Armed with the brilliant insights from these sources I set to work. And a lot of work it was! How to say what I wanted to with limited text?! How to find the images I needed (without breaking the law)?

Thank You Flickr and FireFox/Flock!

I've been using Flickr more and more lately for images for my blog and for presentations. I do creative commons searches with keywords for the types of images I'm looking for. It can be time consuming, but also very interesting. Not everyone tags their photos the same way that I would!

Helping in my Flickr search was a Firefox short cut that I'd read about. I forgot to bookmark the original post where I learned about this shortcut (dumb, dumb, dumb!) This blog post by Ted Carnahan, though, explains how you can use an interesting feature of Firefox bookmarks to help simplify searches you regularly perform on sites like Flickr, YouTube and a host of others. The long and the short of it is that now if I want to search Flickr using Firefox (or Flock) I can just type fcc and a space and then the term I want to search in the address window of my browser and bingo! I have my personalized search of Flickr Creative Commons Attribution-NonCommercial-NoDerivs licensed photos. Yippee! Want a photo of an apple--I'll just type "fcc apple" and viola--lots of photos that have been tagged with apple. I didn't have to be in Flickr already, pretty neat.

So You Couldn't Make it to the Presentation--No Problemo!

It took me a lot of time to build the presentation, but I knew that if I did a good enough job I could use it again next year and I could post it on the school website for those folks that missed out. (One student missed it because she wasn't told--apparently me speaking to her personally by phone and confirming her e-mail address and then sending the info didn't count...) The problem is that if you follow one of the great pieces of advice on doing really good presentations--limit your text--it doesn't come across very well on the web. Out of context, the wonderfully apt images may not make sense and your meaning is lost.
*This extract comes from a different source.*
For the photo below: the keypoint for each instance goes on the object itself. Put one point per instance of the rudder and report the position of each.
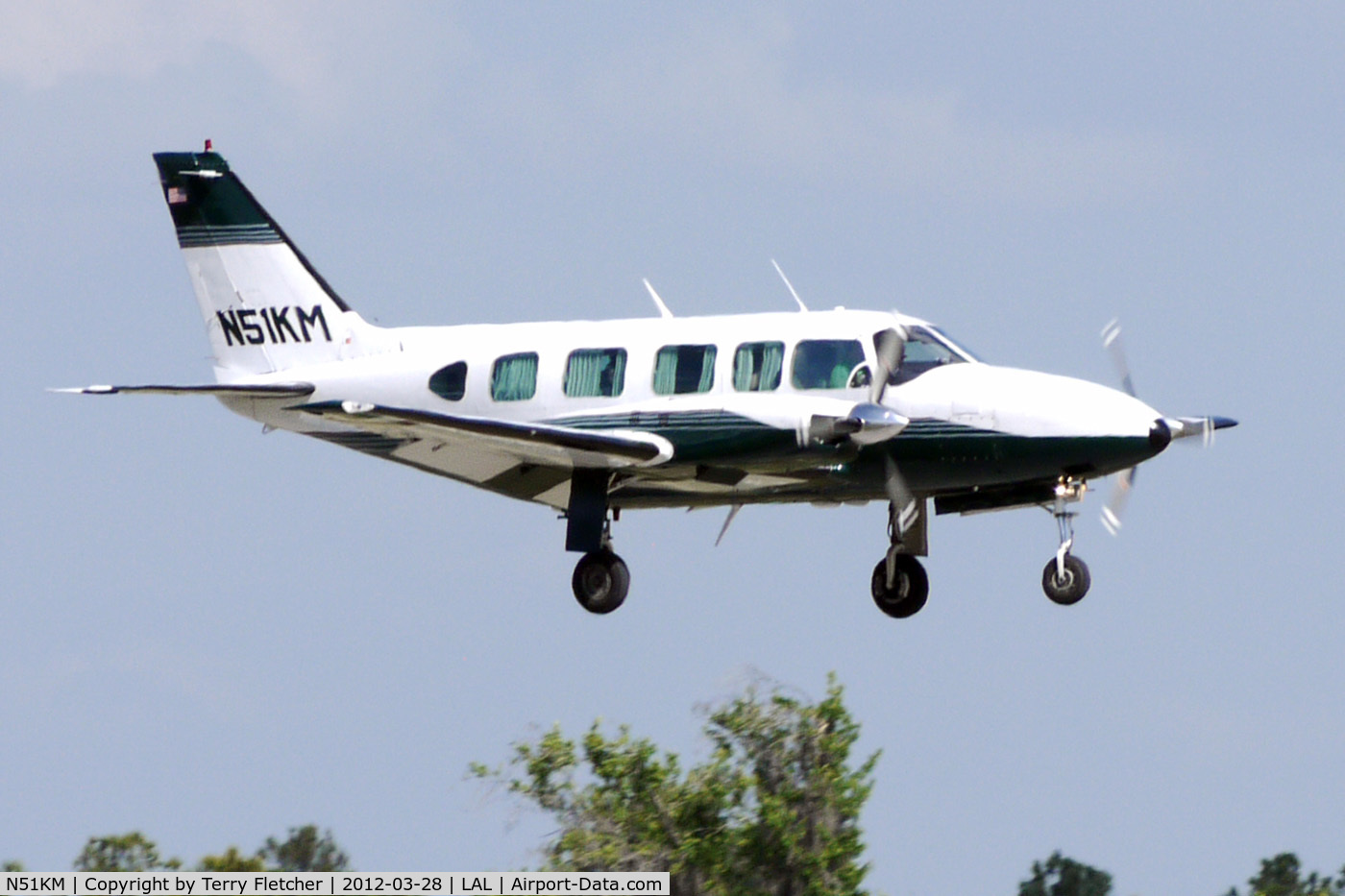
(264, 304)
Slidecasting to the Rescue!

There is a way to produce a presentation that works live and on the web. It does take a little more work, but so would producing two entirely different presentations, no? SlideShare allows you to synch audio with your slide presentation to produce a slidecast. I've posted on how to do this here. Basically, I narrated the slides using Audacity (a free cross platform sound editor), uploaded my presentation to SlideShare, uploaded my audio (mp3) to a podcast site (in my case Internet Archive), then on SlideShare I linked the project to the URL for my audio, and then used SlideShare's slidecast editor to synch the audio with the slides. OK, so that's a lot of steps, but it sounds more onerous that it was, really.

Without Further Ado...

So, after all that build up I don't really want to post the presentation. I can promise you that it will not go viral. But it is what it is and if you're interested in seeing a slidecast, why not this one? If you are interested in how to prepare high schoolers and their parents for the world of distributed learning, check it out. If you'd just like to answer the question "why does she have a photo of bran muffins in a transition presentation?" then this is the slidecast for you! If you can't view the embedded slidecast in your reader, then here's the link. You can make the slide cast full screen and you can press the arrows to jump ahead in the show, if for example you are only watching to answer the burning muffin question ;-)

Your Turn

I've never podcasted before, so yes, I need to get a better mike.  If you podcast, perhaps you could let me know what some good (and free) sites are for hosting podcasts/mp3s.  I have used Internet Archive a few times, but I'm willing to try others.

What are your favourite presentation tools and/or resources?  Do you find slidecasts a useful way to get information?  Do you or would you consider slidecasting?

Suggestions on how to improve my presentation skills are also welcomed.

Thanks for reading, and if you watched my slidecast, double thanks!

Post Script

As far as I know, no one has died as a result of watching the above presentation.  I will keep you updated if this information changes.